Laurie liked her a lot. She was kind, and her offers of a
no-strings roll on the trapdoor mattress were quite sincere. But
when he tried to imagine going through with it, all he could
envisage was Sasha and a pair of dark-lashed brown eyes.
The one
thing he dared look at even less than his love of the theatre and
reasons for remaining at home was his sexuality. He had sealed it
up, set it determinedly aside. In public school, you either leaped
for the safe moral high ground of loudly stated straightness, to
include lurid tales of weekend conquests with Roedean girls and
cutouts of topless tabloid models stuck to the inside of your
locker. Or you drowned among the rest of them—boys who hadn’t
learned to conceal the fact that a natural consequence of being
trapped for years in a single-sex school was to fall in love,
however temporarily, with other boys. Life for this second group,
this underclass, Laurie had soon seen, was barely worth living. You
moved from being an older boy’s fag to being his or someone else’s
faggot, and these two terms might as well have been seared on your
brow. You went from polishing shoes to being buggered in the locker
room. Every single boys’ school cliché was true and had not altered
from the eighteenth century to the twenty-first. Laurie was not
sure how he had walked the line between these two extremes. The
pressure to be one thing or the other was incredible, and he hadn’t
even been bright enough to clamber into an ivory tower and raise a
flag of frigid intellectualism. He’d had a couple of girlfriends,
carefully selected scions of other good families, and enjoyed their
company with ill-defined longings for touch. If ever he dreamed of
greener grass and the other side of the fence, he took fervent
precautions to hide the fact from himself and anyone else. If Sir
William had a thing about foreigners and Jews, you should see how
he could make himself pleasant on the subject of
homosexuals.
Probably Laurie should come down off his stepladder and take
hold of Dora’s warm hand. He had been rescued from the steam press
by the set builder’s assistant, who had put him to work on a giant
fantasy background for the Twilight’s Christmas satire of Narnia.
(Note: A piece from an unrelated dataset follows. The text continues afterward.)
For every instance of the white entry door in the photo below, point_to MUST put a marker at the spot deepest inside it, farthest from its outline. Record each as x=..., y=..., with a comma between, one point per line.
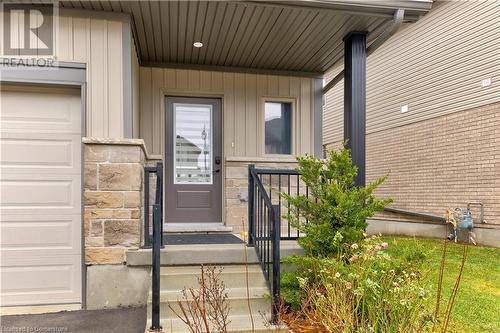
x=40, y=196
Laurie looked at his paint-stained hands and tried to imagine them
closing on soft, white female flesh. Why not? She was sweet, and
she’d given plenty of his fellow backstage lads a useful sexual
initiation. He could hardly take her home, but Sir William would be
delighted to hear of his prowess. You
young dog, Laurence.
Laurie
chuckled, shaking the stepladder dangerously beneath him. In the
magical shadows of the stage below, Dora flitted back and forth,
never failing to give him a glittering smile or a wave.
Nevertheless, as the afternoon began to close in to December dusk,
he climbed down, washed the paint from his hands with eye-stinging
turpentine, and set off—not in the direction of home.